The senior magistrate, Njeri Thuku, referred to the slave trade while passing judgment.

"Imagine being violently removed from your home and packed into a container with many others like you. Then imagine being isolated and squeezed into a tiny space where glucose water is the only source of nourishment for the foreseeable future," she wrote.

"It almost sounds as if the reference above is to the slave trade. Yet, it is not slave trade, but it is illegal wildlife trade."

'Not typical poachers' 

According to the sentencing report, Lornoy was described as an "ant enthusiast" who kept colonies at home in Belgium and was a member of a Facebook group called "Ants and Ant Keeping."

He told investigators he was not aware that transporting the ants was illegal.

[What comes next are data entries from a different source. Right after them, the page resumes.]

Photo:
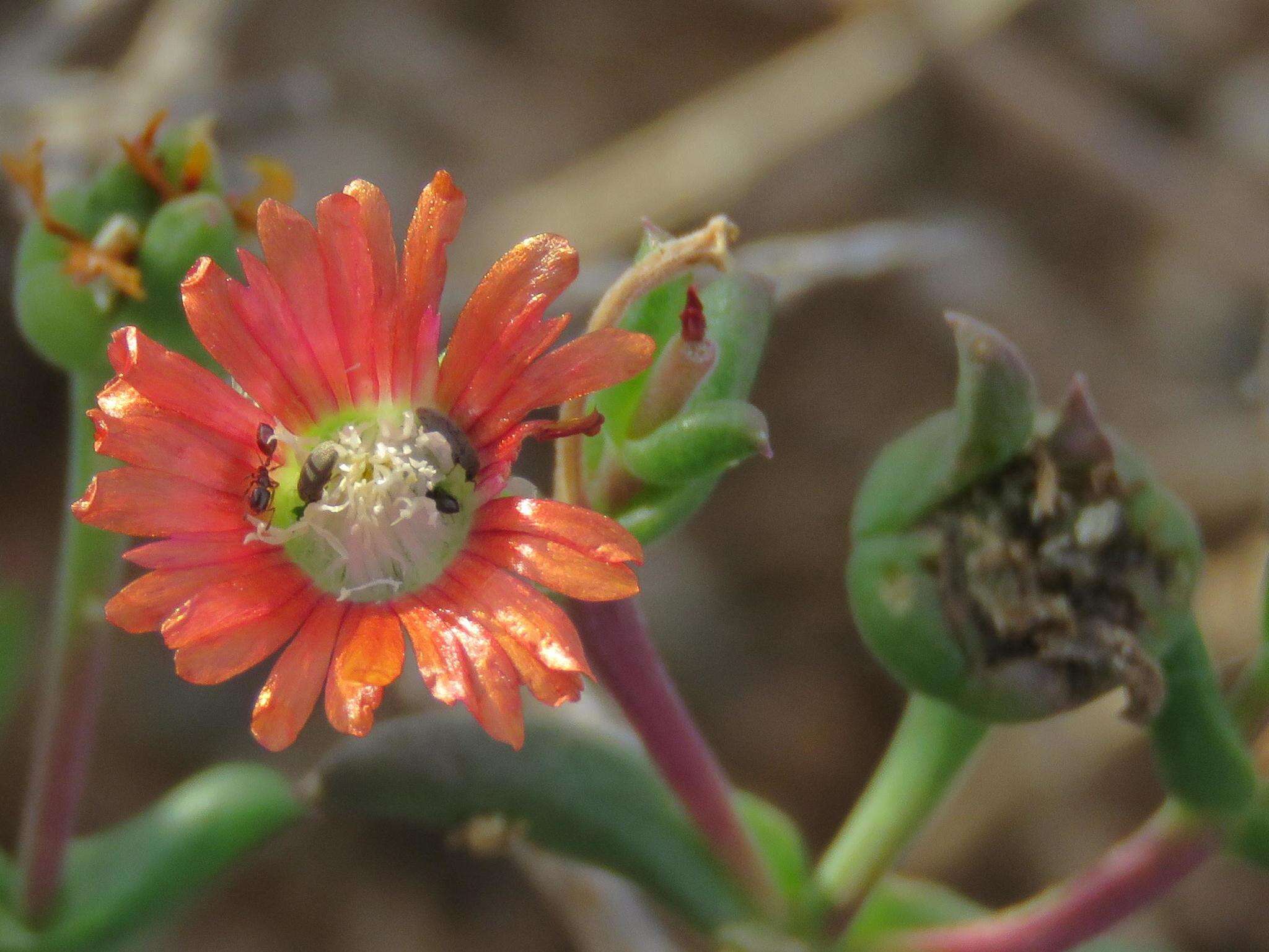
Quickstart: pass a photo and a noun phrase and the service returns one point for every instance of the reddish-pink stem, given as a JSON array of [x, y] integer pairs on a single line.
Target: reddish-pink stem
[[625, 660], [1128, 878]]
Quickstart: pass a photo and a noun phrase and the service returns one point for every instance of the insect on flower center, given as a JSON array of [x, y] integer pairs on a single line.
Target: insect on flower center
[[379, 507]]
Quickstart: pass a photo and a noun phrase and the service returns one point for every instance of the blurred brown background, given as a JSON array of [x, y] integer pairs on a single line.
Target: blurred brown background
[[1092, 175]]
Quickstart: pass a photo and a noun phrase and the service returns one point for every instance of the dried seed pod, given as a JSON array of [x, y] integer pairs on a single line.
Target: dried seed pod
[[1016, 565]]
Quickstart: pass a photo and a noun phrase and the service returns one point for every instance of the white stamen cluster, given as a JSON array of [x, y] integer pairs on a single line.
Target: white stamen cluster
[[375, 533]]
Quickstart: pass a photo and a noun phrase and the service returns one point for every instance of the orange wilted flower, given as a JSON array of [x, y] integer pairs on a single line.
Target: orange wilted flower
[[354, 489]]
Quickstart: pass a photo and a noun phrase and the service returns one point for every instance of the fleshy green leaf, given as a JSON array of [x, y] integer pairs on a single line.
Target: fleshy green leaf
[[781, 844], [698, 442], [15, 639], [574, 792], [123, 879], [655, 512], [1200, 751], [900, 903]]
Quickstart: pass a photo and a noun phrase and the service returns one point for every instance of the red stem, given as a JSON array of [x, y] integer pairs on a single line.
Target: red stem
[[625, 660], [1131, 876], [64, 744], [74, 662]]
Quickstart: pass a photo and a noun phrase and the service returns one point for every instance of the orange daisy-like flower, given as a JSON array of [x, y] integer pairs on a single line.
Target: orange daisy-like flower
[[353, 489]]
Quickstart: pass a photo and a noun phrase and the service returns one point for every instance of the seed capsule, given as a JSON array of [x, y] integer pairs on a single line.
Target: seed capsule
[[316, 471], [460, 447]]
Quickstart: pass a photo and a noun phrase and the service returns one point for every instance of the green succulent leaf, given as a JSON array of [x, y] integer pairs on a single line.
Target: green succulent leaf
[[781, 844], [15, 640], [698, 442], [123, 879], [60, 319], [903, 903], [1201, 754], [573, 791], [656, 512]]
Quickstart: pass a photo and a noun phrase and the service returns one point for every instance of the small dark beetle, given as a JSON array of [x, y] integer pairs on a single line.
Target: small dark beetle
[[316, 471], [460, 447], [446, 503], [259, 498]]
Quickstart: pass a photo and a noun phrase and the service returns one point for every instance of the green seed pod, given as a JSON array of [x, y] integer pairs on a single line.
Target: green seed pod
[[180, 233], [61, 320], [673, 430], [1017, 564], [190, 149]]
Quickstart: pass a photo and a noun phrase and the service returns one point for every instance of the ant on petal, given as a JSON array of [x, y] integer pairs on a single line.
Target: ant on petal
[[259, 497]]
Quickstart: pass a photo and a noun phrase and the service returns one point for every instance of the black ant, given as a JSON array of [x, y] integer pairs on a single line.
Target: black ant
[[259, 497]]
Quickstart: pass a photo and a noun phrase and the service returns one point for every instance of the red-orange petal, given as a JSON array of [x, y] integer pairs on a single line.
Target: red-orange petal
[[547, 683], [351, 705], [523, 612], [592, 362], [239, 601], [495, 700], [289, 695], [143, 605], [267, 314], [522, 342], [175, 383], [295, 258], [545, 264], [197, 550], [149, 503], [558, 567], [135, 430], [376, 222], [245, 348], [423, 277], [441, 658], [232, 652], [375, 652], [584, 530], [351, 273]]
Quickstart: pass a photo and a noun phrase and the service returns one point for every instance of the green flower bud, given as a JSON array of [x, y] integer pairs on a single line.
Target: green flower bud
[[672, 432], [115, 250], [1017, 564], [179, 234], [63, 320]]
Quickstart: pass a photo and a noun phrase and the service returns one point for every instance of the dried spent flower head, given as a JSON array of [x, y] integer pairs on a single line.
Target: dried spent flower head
[[1038, 572]]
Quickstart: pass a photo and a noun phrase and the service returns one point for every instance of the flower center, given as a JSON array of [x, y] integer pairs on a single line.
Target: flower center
[[379, 508]]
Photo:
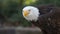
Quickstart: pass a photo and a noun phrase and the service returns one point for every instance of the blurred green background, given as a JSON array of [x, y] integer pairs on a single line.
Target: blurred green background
[[12, 9]]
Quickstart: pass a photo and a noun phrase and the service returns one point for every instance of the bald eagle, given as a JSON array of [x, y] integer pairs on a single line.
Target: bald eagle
[[46, 17]]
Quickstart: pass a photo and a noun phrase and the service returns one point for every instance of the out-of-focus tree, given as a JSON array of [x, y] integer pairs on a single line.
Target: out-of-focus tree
[[12, 9]]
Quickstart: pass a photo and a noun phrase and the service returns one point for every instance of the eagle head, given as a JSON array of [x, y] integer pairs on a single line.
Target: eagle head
[[30, 13]]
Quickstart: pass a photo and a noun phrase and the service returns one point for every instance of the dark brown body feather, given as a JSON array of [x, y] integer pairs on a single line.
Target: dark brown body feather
[[49, 20]]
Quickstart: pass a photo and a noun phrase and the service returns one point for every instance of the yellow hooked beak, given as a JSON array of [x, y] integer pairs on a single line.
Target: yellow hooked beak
[[25, 13]]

Police valued the ants taken by the Belgians at one million shillings ($7,740).

According to the court report, the haul included the rare Messor cephalotes species, a single queen ant that currently sells for at least $99 each.

In Kenya, possessing any wildlife specimen or trophy without a permit is a criminal offence, and suspects are normally subject to a fine of up to $10,000 and five years or more in prison.

The court ultimately sentenced all four to a fine of one million shillings ($7,740), or a year in prison if they failed to pay.

The court said Lornoy and Lodewijckx "do not come across as typical poachers" and were ignorant of the law.

But it said the case reflected a script "that has been played out before in centuries gone by... of Africa having resources plundered by the West and now the East".

The KWS said their action was not only a "wildlife crime but also constitutes bio-piracy".

The suspects "intended to smuggle the ants to high-value exotic pet markets in Europe and Asia, where demand for rare insect species is rising, " said a statement.